No inside sales at all, but relatively early on they did add some account execs to manage larger accounts, take invoicing, etc.”
— Fareed Mosavat, early growth PM
Shopify
Initial strategy: Bottom-up, self-service with some founder-led sales
Eventual strategy: Bottom-up, alongside a sales team
How they charge today: Transaction fee
Free tier: Trial
“Shopify was percent-of-sale only for the first year (3.75%!). Totally didn’t work. We switched it to the now common 3-plan monthly SaaS pricing in 2007 or 2008.
That saved the company.”
— Tobi Lütke, CEO
Stripe
Early growth strategy: Bottom-up, self-service with some founder-led sales
Eventual growth strategy: Bottom-up, alongside a sales team
How they charge today: Transaction fee
Free tier: None
“It very much spread through a word of mouth process. That was surprising to us because it’s a payment system not a social network so it’s not something you’d think would have any virality whatsoever. But it became clear that everything else was so bad and so painful to work with that people actually were selling this to their friends.”
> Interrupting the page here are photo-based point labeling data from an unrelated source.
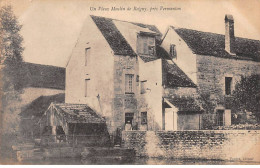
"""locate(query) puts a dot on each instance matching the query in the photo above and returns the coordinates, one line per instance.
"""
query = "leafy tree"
(246, 96)
(11, 70)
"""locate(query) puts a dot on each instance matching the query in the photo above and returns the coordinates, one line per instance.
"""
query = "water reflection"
(136, 161)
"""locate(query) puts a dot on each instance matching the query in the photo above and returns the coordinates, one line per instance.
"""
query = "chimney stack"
(229, 34)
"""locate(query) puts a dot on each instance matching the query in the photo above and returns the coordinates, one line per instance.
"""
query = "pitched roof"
(185, 104)
(44, 76)
(78, 113)
(212, 44)
(41, 104)
(115, 39)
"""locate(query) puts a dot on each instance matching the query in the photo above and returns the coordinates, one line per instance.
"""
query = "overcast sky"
(51, 28)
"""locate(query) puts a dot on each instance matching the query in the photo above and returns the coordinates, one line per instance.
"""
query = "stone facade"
(122, 102)
(211, 73)
(232, 145)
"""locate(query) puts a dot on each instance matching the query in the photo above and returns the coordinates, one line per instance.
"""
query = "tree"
(246, 96)
(11, 62)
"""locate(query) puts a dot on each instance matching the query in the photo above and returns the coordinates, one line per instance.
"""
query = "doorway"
(220, 117)
(129, 121)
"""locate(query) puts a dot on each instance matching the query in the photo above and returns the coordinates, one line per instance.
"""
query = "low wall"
(232, 145)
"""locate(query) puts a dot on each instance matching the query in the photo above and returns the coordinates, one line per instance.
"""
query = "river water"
(136, 161)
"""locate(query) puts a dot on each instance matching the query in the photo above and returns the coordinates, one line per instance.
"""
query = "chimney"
(229, 34)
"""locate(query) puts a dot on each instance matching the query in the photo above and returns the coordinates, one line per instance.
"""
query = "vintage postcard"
(130, 82)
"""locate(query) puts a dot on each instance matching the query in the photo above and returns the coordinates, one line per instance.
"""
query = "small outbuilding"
(74, 123)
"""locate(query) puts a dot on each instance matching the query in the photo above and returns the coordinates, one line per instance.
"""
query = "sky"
(51, 27)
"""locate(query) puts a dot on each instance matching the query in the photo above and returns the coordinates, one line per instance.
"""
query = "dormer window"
(173, 53)
(146, 45)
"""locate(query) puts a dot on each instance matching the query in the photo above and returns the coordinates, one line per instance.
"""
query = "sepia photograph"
(141, 82)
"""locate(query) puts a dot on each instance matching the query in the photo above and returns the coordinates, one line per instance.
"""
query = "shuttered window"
(129, 83)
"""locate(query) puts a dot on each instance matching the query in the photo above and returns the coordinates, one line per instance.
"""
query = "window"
(129, 118)
(86, 87)
(143, 87)
(87, 53)
(228, 85)
(129, 83)
(146, 45)
(173, 53)
(220, 117)
(143, 118)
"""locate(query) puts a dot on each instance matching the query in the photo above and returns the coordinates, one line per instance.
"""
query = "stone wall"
(125, 103)
(234, 145)
(213, 70)
(211, 73)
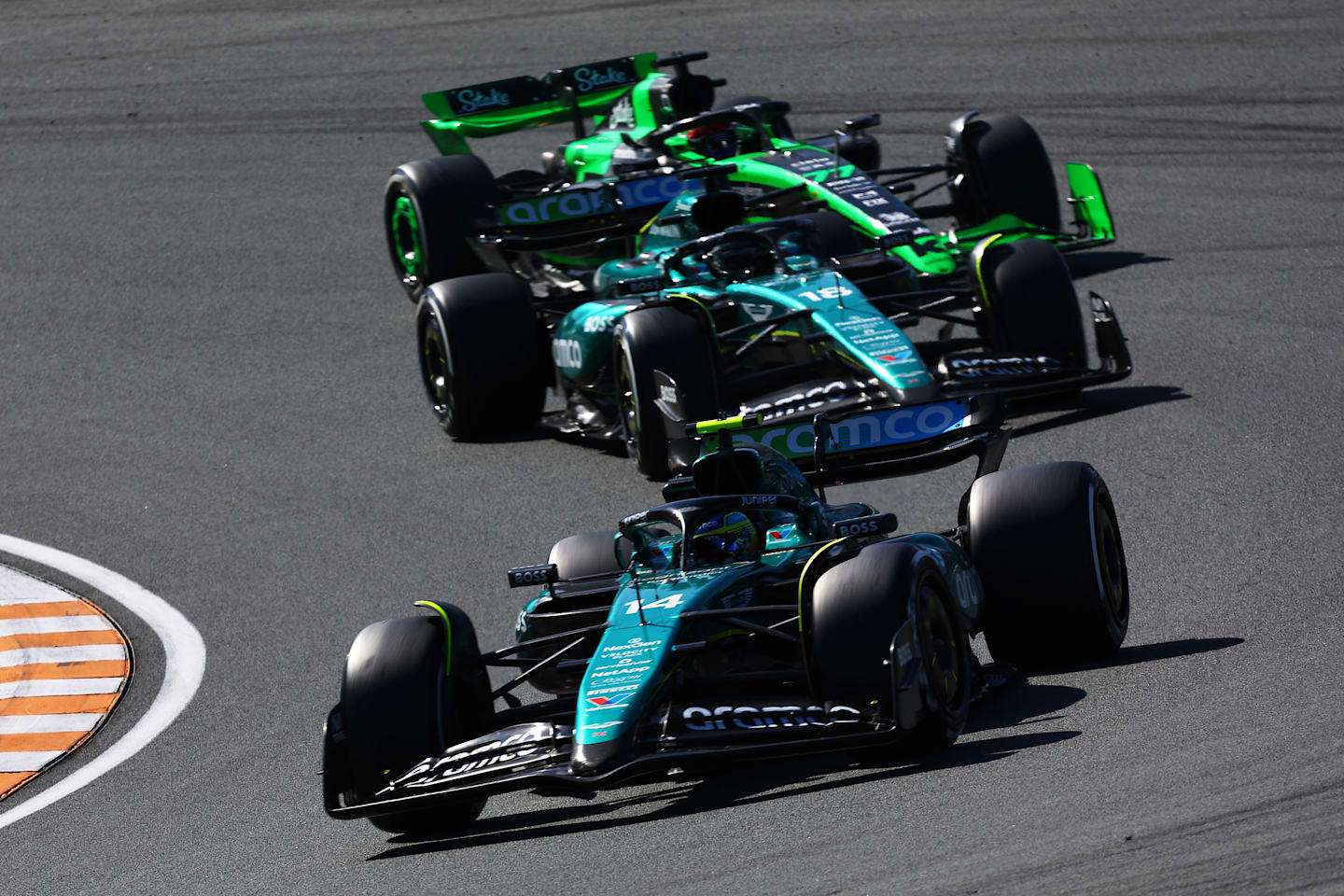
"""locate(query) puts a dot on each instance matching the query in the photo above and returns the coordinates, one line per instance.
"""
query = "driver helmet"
(715, 141)
(732, 532)
(744, 259)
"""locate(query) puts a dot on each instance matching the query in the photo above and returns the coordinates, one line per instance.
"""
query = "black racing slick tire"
(859, 605)
(678, 343)
(429, 208)
(480, 354)
(410, 691)
(1004, 171)
(1047, 547)
(1029, 302)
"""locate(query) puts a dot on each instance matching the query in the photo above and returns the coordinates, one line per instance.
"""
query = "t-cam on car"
(745, 618)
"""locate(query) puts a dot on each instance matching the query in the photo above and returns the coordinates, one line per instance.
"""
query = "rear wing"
(839, 448)
(512, 104)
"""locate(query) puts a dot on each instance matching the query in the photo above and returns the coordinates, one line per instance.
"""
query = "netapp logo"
(863, 431)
— Patrick Collison, CEO (source)
Atlassian
Initial strategy: Bottom-up, self-service with some founder-led sales
Eventual strategy: Bottom-up, alongside a sales team
How they charge today: Per-seat monthly subscription
Free tier: Freemium
“JIRA was paid from the very start. The only free carveout initially was non-profits, academics, and open source. So that helped seed, but it had to be paid commercially (using license keys, since back then it was 100% on premisis).”
— Early user
Canva
Initial strategy: Bottom-up, self-service
Eventual strategy: Bottom-up, with an inside sales team
How they charge today: Per-seat monthly subscription
Free tier: Freemium
Twilio
Initial strategy: Bottom-up, self-service
Eventual strategy: Bottom-up, alongside a sales team
How they charge today: Usage-based
Free tier: Freemium
Plaid
Initial strategy: Bottom-up, self-service with some founder-led sales
Eventual strategy: Bottom-up, alongside a sales team
How they charge today: Usage-based
Free tier: Freemium
2. Bottom-up + support from inside sales
Dropbox
Initial strategy: Bottom-up self-service, with some help from inside sales
Eventual strategy: Bottom-up, alongside a sales team
How they charge today: Per-seat monthly subscription
Free tier: Freemium
“Our Dropbox for Teams coming out party started with a basic HTML landing page that was being hosted out of my Dropbox folder. It primarily highlighted our MVP features, like central billing, more storage, uncapped version control.
This was first put out in the wild using our very popular user forum, which was mostly comprised of our most vocal fans and evangelists. As you can imagine, awareness spread like wildfire after this.